Über die vielen Legenden der Maine Coon Katze

   

    

Die Mainecoon stammt aus dem US-Bundesstaat Maine im Nordosten Amerikas. Woher sie ihren    Beinamen "Coon" hat, ist bis heute nicht geklärt. 

Zu Recht wird die Main Coon von den Amerikanern"The Gentle Giant", sanfter Riese, genannt. Sie ist eine große, imposante Main Coone Katze. Beeindruckend sind der muskulöse Körperbau und die Wildkatzen ähnliche Erscheinung. 

Das sie  eine Mischung aus Katze und Waschbär (englisch; racoon ) ist, wie manche glauben mögen, kann nicht sein, da dies biologisch nicht möglich ist.

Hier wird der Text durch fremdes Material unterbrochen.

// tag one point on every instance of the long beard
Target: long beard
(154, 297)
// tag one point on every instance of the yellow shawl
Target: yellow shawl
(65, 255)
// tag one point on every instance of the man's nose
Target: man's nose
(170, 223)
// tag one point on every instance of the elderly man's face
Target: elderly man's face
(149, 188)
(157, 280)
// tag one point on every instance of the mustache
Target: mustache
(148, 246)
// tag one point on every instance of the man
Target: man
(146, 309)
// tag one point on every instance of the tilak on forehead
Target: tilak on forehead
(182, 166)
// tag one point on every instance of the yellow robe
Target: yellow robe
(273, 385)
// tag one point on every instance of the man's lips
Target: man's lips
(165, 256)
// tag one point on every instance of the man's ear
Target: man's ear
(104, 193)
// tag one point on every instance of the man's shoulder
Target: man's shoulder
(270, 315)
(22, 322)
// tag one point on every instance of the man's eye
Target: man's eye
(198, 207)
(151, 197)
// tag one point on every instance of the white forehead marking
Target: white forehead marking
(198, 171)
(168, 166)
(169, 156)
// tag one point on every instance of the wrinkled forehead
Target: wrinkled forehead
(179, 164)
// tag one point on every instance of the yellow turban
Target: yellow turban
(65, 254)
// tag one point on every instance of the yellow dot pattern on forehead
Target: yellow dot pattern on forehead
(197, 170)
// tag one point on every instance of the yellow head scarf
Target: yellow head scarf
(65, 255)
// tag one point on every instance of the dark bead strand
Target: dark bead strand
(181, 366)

Über ihre Herkunft existieren viele Legenden, zum Beispiel die von einem englischen Handelskapitän namens Coon, der Main Coone Katzen über alles liebte

Wo immer er an Land ging, folgten ihm seine Mainecoon Langhaarkatzen, die sich mit einheimischen Katzen verpaarten. Die daraus entstandenen langhaarigen Babys nannten die Einwohner von Maine schmunzelnd " Main Coone Katzen". Die wahrscheinlichste, wenn auch nicht die romantischste Erklärung ihrer Entstehung ist die der natürlichen Selektion. Im rauen Klima von Maine haben eben nur sehr robuste Main Coon Tiere eine Überlebenschance. Die vielen Geschichten, die man sich  zur Entstehung der Maine Coon erzählte, faszinierten die Einwohner so sehr, dass der Gouverneur von Maine sie im April 1985 als offizielle Nationalkatze in die Staats Bücher eintragen ließ. 

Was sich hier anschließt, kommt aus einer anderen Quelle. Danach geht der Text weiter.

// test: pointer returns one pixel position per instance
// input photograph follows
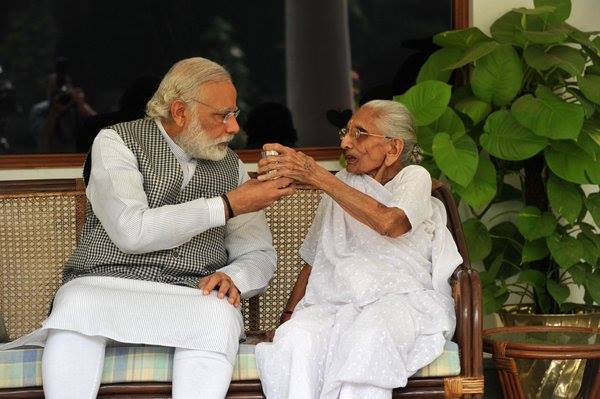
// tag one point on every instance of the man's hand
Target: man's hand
(254, 195)
(226, 287)
(290, 163)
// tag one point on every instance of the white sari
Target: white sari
(376, 309)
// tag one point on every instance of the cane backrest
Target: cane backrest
(38, 232)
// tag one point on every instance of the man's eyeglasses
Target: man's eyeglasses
(356, 133)
(226, 116)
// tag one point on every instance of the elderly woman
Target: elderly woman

Seit etwa 1850 ist die Mainecoon in der heutigen Form genetisch nachgewiesen und 1861 wurde sie zum ersten Mal als eigenständige Main Coon Rasse in Büchern erwähnt. Stolz präsentierten die Farmer in Maine ihre "Coon Cats" oder "Shags " ( Zottelkatzen ) auf dortigen Bauernmärkten. 
1895, auf einer der großen Katzenausstellungen in New York, gewann eine Main Coone Katze namens "Cosie" den begehrten  Preis der "Best in Show". Leider ging der Trend unter den Katzenbesitzern immer mehr zu anderen Rassekatzen, denn eine Bauernkatze war nicht chic  genug für moderne Wohnzimmer. 

Und so kam es, dass um 1911 sogar behauptet  wurde, die Mainecoon sei ausgestorben. Erst der 1953 von Katzenfreunden Maine gegründete "Central Maine Cat Club" verhalf dieser Main Coon Rasse zu einer neuen Popularität, die bis heute stetig anwächst. Anerkennung bei den amerikanischen Katzenvereinen fand sie erst 1973. Der bis heute größte Katzenverband CFA (Cat Fanciers Association) erkannte sie sogar erst 1976 offiziell als Rassekatze an. 

Mrs. Ethelyn Whittemore aus Augusta in Maine wird gern als "Mutter der Mainecoon" bezeichnet, da sie der Führung von Stammbäumen viel Zeit widmete und die am Weitesten zurückreichenden aufweisen konnte. 1968 gründeten amerikanische Main Coon-Züchter eine eigene Interessengemeinschaft, die "MCBFA" (Main Coone Breeder and Fanciers Association), die sich bis heute um die Natürlichkeit und Reinerhaltung dieser Rasse bemüht. Auch in der Schweiz ist die Maine Coon inzwischen sehr beliebt geworden und wird seit etwa 20 Jahren gezüchtet.